= Vlachs in medieval Serbia =

In medieval Serbia a social group known as "Vlachs" ( / ) existed. While the term Vlachs had more meaning, primarily denote the inhabitants of Aromanian origin and also dependent shepherds in the medieval Serbian state.

==Background==
===Romance elements in the early Byzantine period===

Following Roman withdrawal from the province of Dacia at the end of the 3rd century, the name of the Roman region was changed to Dacia Aureliana, (later Dacia Ripensis); it extended over most of what is now Serbia and Bulgaria, and an undetermined number of Romanized Dacians were settled there. A strong Roman presence persisted in the region through the end of Justinian's I reign in the 6th century.

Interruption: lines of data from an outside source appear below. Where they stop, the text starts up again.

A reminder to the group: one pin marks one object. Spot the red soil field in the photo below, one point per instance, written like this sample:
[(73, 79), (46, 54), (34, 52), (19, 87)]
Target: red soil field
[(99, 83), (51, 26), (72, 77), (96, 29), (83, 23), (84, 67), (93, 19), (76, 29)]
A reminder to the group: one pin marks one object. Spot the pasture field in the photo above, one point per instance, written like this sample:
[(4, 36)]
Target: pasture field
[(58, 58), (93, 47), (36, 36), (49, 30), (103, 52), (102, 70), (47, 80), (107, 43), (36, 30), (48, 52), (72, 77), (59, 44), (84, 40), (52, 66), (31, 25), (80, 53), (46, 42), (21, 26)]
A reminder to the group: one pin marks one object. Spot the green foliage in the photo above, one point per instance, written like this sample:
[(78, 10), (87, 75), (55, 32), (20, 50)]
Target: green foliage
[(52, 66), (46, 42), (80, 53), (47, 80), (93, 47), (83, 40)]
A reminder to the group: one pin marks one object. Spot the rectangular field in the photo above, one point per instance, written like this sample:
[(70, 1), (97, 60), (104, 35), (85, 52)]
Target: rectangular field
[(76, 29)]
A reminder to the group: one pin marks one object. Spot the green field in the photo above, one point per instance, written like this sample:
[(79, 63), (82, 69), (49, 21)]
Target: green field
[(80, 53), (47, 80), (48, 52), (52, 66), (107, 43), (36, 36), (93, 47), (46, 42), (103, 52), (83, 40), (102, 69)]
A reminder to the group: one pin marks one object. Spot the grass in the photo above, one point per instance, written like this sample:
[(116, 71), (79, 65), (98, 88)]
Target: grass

===Amalgamation of Slavs and Romans===

The Slavs, settling the Balkans in the 6th and 7th centuries, absorbed the Romanized populations over the centuries. Some Romance placenames survived Slavicization, such as the names of rivers and mountains. The Old Roman culture was preserved mainly in maritime Dalmatia, while Eastern, Greek influence and linguistics prevailed in the hinterland. The linguistical border roughly went from Lezhë, below the Shkodër-Prizren road towards Lipljan and Skopje, and then towards Sofia. The Roman element in the inlands retreated into the mountains with the Slavic incursions, however, larger areas of Roman elements were preserved in some parts of inland Balkans, such as in southern Macedonia and in Carpathian regions. Romance shepherd terminology were preserved in certain areas of the Dinaric Alps. The Slavs, due to their large numbers and abundance of reserves, easily assimilated the Roman population due to the deteriorating state of the Roman Empire. The Serbs came under the Latin sphere of influence, and first came into contact with Christianity through these contacts. Serbs adopted many Latin terms, part of the vocabulary still today. With time, ties between the Slavs and Romans of the Balkans became more tighter, the larger numbered Slavs absorbing the largest part of the Roman population in the Western Balkans. The Vlach shepherds completely mixed with the Serbs, a result of the predominant pastoralist society and Christianity. Romans for long held themselves separately in the city municipalities on the coast, however, after the 10th century the Slavic inflow strengthened and subsequently the maritime cities had more or less Slavic character (such as Dubrovnik and Split, becoming holders of Slavic culture and literature in the 14th and 15th centuries). As anthropologist J. Erdeljanović noted, Serbs received cultural elements from the Vlachs, such as the stone house and cottage, parts of folk costumes, some shepherd terminology and likely some shepherding skills. Combinations of Slavic–Romance nomenclature were preserved in higher mountainous areas, and with the many migrations from the mountains into the lowlands northwards, most of the preserved old Balkan characteristics were merged into the general characteristics of all or larger parts of Serbs and Croats from the Adriatic and to the Timok river.

==History==
Vlachs are first mentioned in 1198 living in the area between Timok and Morava which was later annexed by the Serbians in 1292, by Stefan Milutin. Also, Stefan Milutin in a deed of a gift to the monastery of Hilandar demanded that Vlachs coming to the kingdom must belong to the Holy Church, which also applied to foreigners as well as to dependent peasants. Hungarian historians who support the immigrationist theory on the origin of Romanians claim that the Serbia of 12th and 13th century with Greek-Orthodox population received a growing number of Vlach population which migrated from Dalmatian coast, Epirus, or Thessalonica and from Bulgaria after Kaliman Asen II was deposed and expelled. Vlachs in the time of Stefan Dečanski and Stefan Dušan provided the Serbian state with excellent horses for the army. The Serbian peasants and the Vlach herdsmen had disagreements with each other especially because Vlach destruction of agricultural land, forcing Serbian State to regulate the wandering shepherds and to protect its own Slav peasants with draconic laws.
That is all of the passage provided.